Abstract
Since 2002, ageing populations worldwide have received increasing attention by global policy-makers. However, resources committed by inter-governmental donors and US-based private foundations in support of ageing-related policies and interventions in non-Organisation for Economic Co-operation and Development (OECD) countries have remained minimal during this decade and, where mobilised, have rarely responded to actual country-level demographics and institutional capacities. We argue that this lag between issue recognition and effective resource mobilisation, while mirroring known dynamics in global agenda-setting, has also been caused by a depiction of ageing as a uniform trend across the Global South. We develop and apply a comprehensive analytical framework to assess the state of ageing dynamics at the country level and uncover substantial regional and sub-regional variation. In response, we suggest replacing complexity reduction in the interest of issue recognition with targeted support for a more nuanced research agenda and policy debate on country-specific ageing dynamics in order to inform and catalyse effective international assistance.
Acknowledgements
The authors thank the editors and two anonymous reviewers for their excellent feedback. Susan Shepler, Jeremy Shiffman, Loubna Skalli Hanna, Rachel Sullivan Robinson and Nina Yamanis offered very helpful advice on earlier versions of the manuscript. Rachel Proefke assisted with some of the research while Jed Benjamin Byers, Ramona Daukste and Scott Weathers provided copy-editing support.

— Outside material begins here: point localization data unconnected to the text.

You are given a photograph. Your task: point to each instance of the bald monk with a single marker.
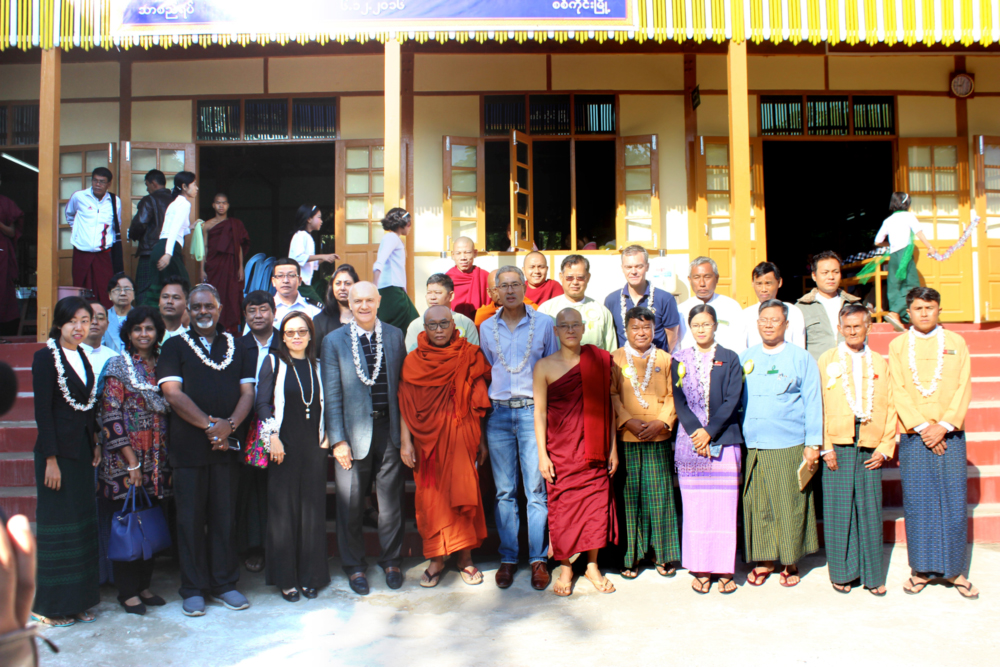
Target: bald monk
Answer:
(576, 450)
(490, 309)
(442, 398)
(470, 280)
(536, 272)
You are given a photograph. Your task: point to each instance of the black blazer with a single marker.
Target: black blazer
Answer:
(724, 398)
(62, 431)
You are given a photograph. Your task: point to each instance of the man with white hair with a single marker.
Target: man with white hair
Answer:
(704, 278)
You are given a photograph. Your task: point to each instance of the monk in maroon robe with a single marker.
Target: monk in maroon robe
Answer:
(576, 450)
(11, 228)
(536, 274)
(226, 247)
(470, 280)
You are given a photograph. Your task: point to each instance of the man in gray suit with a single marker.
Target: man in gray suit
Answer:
(361, 364)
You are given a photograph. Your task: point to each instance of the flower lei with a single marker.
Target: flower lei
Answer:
(362, 373)
(61, 381)
(632, 374)
(527, 347)
(205, 360)
(855, 401)
(926, 393)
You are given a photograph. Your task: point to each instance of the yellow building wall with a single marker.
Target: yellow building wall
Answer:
(467, 72)
(618, 72)
(167, 122)
(198, 77)
(433, 118)
(362, 117)
(326, 73)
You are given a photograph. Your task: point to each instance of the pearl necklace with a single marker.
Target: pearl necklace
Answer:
(61, 381)
(527, 347)
(632, 373)
(205, 360)
(362, 372)
(855, 400)
(926, 393)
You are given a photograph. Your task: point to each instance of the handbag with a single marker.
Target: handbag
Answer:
(137, 534)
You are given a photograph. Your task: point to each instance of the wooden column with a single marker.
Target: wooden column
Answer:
(48, 189)
(739, 170)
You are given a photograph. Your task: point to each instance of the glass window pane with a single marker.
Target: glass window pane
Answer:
(71, 163)
(144, 159)
(463, 156)
(357, 233)
(638, 154)
(637, 179)
(357, 209)
(357, 183)
(357, 158)
(463, 181)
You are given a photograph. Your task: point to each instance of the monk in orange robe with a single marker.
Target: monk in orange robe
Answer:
(442, 398)
(577, 455)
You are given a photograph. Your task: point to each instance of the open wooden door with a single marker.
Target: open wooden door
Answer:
(76, 163)
(522, 201)
(935, 172)
(987, 165)
(638, 175)
(464, 190)
(137, 159)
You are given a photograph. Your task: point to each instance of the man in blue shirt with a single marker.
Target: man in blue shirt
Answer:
(513, 340)
(638, 292)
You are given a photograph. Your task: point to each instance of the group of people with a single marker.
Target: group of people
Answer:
(590, 408)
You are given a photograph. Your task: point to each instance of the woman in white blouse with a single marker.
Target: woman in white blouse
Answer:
(168, 253)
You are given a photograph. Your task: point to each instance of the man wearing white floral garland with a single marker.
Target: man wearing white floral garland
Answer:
(361, 364)
(859, 435)
(513, 340)
(932, 388)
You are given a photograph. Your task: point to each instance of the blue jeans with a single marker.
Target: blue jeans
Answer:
(511, 437)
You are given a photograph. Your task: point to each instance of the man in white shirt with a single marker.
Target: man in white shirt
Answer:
(440, 292)
(766, 283)
(703, 278)
(95, 215)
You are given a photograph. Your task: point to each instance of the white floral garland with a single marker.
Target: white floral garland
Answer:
(205, 360)
(527, 347)
(61, 381)
(632, 374)
(362, 374)
(926, 393)
(855, 401)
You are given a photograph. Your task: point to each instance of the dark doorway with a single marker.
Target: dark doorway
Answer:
(266, 185)
(823, 195)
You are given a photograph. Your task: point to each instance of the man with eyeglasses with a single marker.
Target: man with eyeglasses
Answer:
(599, 325)
(122, 294)
(513, 340)
(94, 215)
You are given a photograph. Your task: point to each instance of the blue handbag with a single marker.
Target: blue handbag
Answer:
(137, 534)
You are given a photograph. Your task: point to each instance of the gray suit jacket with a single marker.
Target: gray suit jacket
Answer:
(348, 400)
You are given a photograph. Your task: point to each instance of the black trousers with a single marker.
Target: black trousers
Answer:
(131, 577)
(384, 465)
(206, 505)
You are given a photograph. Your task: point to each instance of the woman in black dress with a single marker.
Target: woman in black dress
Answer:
(66, 454)
(290, 407)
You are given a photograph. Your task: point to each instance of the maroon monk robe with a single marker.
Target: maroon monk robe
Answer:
(470, 290)
(10, 215)
(581, 501)
(550, 289)
(222, 265)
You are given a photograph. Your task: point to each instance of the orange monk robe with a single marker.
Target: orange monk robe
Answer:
(442, 397)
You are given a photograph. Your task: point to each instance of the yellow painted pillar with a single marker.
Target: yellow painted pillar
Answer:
(739, 171)
(48, 189)
(393, 123)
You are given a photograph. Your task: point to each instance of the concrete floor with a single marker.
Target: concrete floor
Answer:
(648, 621)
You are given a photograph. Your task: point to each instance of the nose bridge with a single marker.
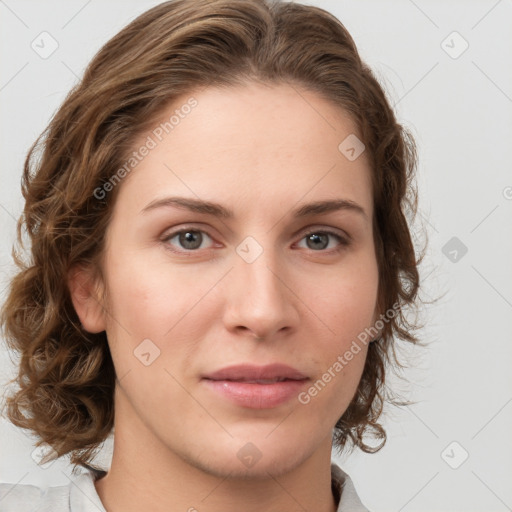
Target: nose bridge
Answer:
(261, 303)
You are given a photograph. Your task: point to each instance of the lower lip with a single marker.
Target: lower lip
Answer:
(257, 396)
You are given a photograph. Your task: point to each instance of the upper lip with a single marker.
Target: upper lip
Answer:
(242, 372)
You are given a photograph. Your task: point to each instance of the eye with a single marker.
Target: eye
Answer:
(319, 240)
(189, 239)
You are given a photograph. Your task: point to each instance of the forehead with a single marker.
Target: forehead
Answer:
(265, 143)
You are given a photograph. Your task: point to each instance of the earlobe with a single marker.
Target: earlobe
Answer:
(84, 291)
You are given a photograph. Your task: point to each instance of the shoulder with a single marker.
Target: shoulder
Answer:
(79, 495)
(345, 491)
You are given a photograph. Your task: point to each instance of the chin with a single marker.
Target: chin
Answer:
(261, 458)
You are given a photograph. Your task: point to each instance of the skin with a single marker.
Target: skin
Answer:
(261, 151)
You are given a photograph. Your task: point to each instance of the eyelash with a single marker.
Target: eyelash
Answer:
(343, 241)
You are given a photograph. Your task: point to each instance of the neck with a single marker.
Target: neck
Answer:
(147, 475)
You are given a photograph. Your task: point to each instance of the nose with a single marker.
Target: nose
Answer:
(260, 300)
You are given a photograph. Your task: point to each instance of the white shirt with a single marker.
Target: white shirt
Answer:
(80, 495)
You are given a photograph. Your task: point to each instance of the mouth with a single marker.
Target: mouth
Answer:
(256, 387)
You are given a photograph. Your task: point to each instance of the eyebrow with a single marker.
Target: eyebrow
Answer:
(217, 210)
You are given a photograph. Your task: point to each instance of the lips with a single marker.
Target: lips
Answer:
(256, 387)
(257, 374)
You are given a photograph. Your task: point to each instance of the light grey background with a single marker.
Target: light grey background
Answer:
(459, 107)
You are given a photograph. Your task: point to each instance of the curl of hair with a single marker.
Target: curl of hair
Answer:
(66, 376)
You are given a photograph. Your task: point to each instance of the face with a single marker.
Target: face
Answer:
(220, 325)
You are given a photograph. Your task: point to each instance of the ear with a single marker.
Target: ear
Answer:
(86, 294)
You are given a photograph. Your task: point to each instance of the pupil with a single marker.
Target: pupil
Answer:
(319, 238)
(190, 239)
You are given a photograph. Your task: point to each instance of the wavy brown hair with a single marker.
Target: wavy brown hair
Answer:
(65, 383)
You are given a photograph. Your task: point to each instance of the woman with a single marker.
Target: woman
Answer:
(220, 265)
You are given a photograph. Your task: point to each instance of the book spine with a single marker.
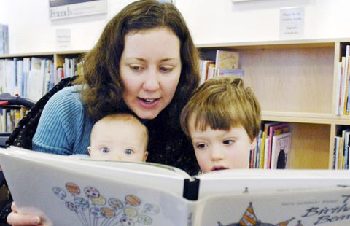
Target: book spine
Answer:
(191, 189)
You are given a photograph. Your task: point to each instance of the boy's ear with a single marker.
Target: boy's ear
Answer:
(145, 155)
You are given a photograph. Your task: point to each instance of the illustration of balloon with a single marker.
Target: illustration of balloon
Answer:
(132, 200)
(100, 201)
(91, 192)
(126, 221)
(149, 208)
(107, 212)
(130, 212)
(95, 211)
(71, 206)
(81, 203)
(59, 192)
(72, 188)
(145, 220)
(115, 203)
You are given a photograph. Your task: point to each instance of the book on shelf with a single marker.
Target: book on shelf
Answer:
(281, 146)
(4, 39)
(80, 191)
(226, 59)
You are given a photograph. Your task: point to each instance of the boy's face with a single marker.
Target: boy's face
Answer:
(221, 149)
(118, 141)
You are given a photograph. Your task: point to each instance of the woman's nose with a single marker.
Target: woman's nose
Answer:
(151, 81)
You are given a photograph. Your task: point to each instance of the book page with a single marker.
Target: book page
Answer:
(257, 180)
(326, 207)
(85, 194)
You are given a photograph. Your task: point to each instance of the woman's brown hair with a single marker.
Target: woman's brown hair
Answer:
(102, 92)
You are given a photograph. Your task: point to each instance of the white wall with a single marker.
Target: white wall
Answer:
(210, 21)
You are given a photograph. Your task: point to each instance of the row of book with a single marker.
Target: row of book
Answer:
(9, 118)
(273, 146)
(33, 77)
(4, 39)
(340, 158)
(342, 86)
(221, 63)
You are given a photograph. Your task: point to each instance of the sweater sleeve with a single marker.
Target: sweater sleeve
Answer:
(62, 124)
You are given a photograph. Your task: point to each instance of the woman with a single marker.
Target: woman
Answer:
(144, 63)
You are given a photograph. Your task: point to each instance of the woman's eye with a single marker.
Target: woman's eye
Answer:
(104, 150)
(128, 151)
(166, 69)
(200, 146)
(228, 142)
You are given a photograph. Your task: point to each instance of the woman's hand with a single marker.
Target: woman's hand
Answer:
(16, 218)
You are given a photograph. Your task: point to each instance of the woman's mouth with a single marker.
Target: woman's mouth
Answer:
(148, 102)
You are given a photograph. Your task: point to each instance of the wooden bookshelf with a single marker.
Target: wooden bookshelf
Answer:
(295, 82)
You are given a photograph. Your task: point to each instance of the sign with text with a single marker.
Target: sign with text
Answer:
(291, 22)
(60, 9)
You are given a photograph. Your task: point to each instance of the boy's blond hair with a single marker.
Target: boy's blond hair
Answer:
(222, 103)
(127, 118)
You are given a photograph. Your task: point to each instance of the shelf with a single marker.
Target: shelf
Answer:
(301, 117)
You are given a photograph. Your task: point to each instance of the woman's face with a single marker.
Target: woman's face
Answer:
(150, 68)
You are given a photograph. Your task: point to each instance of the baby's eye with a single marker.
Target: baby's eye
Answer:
(128, 151)
(104, 150)
(228, 142)
(166, 69)
(200, 146)
(135, 67)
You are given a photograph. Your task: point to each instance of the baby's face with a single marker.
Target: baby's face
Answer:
(221, 149)
(118, 141)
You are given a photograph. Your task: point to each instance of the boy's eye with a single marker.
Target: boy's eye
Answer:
(104, 150)
(166, 69)
(200, 146)
(128, 151)
(228, 142)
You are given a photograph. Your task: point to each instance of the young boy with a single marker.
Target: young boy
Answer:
(120, 137)
(222, 119)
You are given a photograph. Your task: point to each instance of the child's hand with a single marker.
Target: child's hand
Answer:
(24, 218)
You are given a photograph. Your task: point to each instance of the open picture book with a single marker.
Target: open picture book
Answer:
(75, 190)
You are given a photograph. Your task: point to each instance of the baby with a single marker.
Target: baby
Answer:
(222, 119)
(119, 137)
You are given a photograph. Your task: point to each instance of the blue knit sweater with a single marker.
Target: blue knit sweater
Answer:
(64, 127)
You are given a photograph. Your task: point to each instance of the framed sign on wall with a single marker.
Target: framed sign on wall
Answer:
(60, 9)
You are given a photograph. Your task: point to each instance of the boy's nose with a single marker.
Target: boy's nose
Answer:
(217, 154)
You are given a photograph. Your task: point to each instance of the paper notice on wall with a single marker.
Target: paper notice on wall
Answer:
(291, 23)
(63, 38)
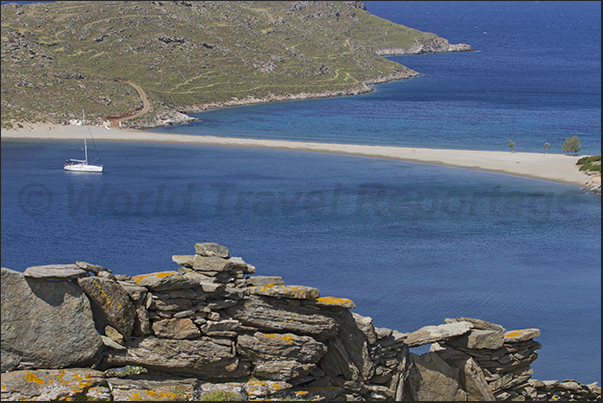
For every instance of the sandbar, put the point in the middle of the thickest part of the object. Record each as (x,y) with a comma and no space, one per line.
(553,167)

All remaining errors are entirely the authors’. No conflicts of interest declared.
Notes
1. Cross-national reports on ageing have converged on designating 65 and older as ‘the older population’ since the mid-late 1980s (Kinsella & He, Citation2009, p. 3), and we, therefore, adopt this definition.
2. It is important to note that these percentages refer to programming and initiatives targeted specifically at ageing populations; programming that may benefit ageing populations as a result of their implementation (for example, community health programmes) are not necessarily accounted for in this data.